The domain of a function f(x) is all values of x for which f(x) is defined.

For y = log(3) (5x^2 - 125) we should have 5x^2 - 125 > 5 for y to be defined.

5x^2 - 125 > 0

=> x^2 > 125/5

=> x^2 > 25

=> x > 5 and x < -5

**The domain of the function is (-inf , -5) U (5 , inf.)**

y= log3 ( 5x^2-125)

We need to find the domain.

The domain is all x values such that the function y is defined.

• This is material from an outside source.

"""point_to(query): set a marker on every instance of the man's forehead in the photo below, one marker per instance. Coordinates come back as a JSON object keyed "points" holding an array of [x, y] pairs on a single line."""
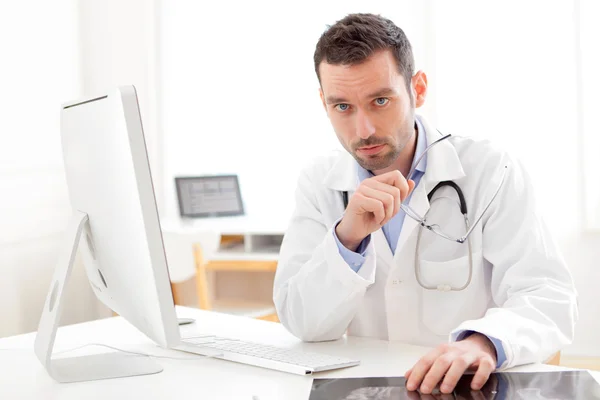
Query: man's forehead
{"points": [[375, 74]]}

Since the function is a logarithm, then we know that the logarithm should be greater than, zero.

==> (5x^2-125) > 0

We will add 125 to both sides.

==> 5x^2 > 125

==> x^2 > 25

==> l x l > 5

==> x > 5 and x < -5

Then the domain is :

**x = ( -inf, -5) U (5, inf)**

The domain of f(x) = `log_3 ( 5x^2-125)` has to be determined. The domain of a function f(x) is the set of values in which x lies such that the value of f(x) is real and defined.

The logarithm of 0 or a negative number is not defined.

As a result 5x^2 - 125 > 0

x^2 > 25

=> -5 < x and x > 5

The required domain is `(-oo, -5)U(5, oo)`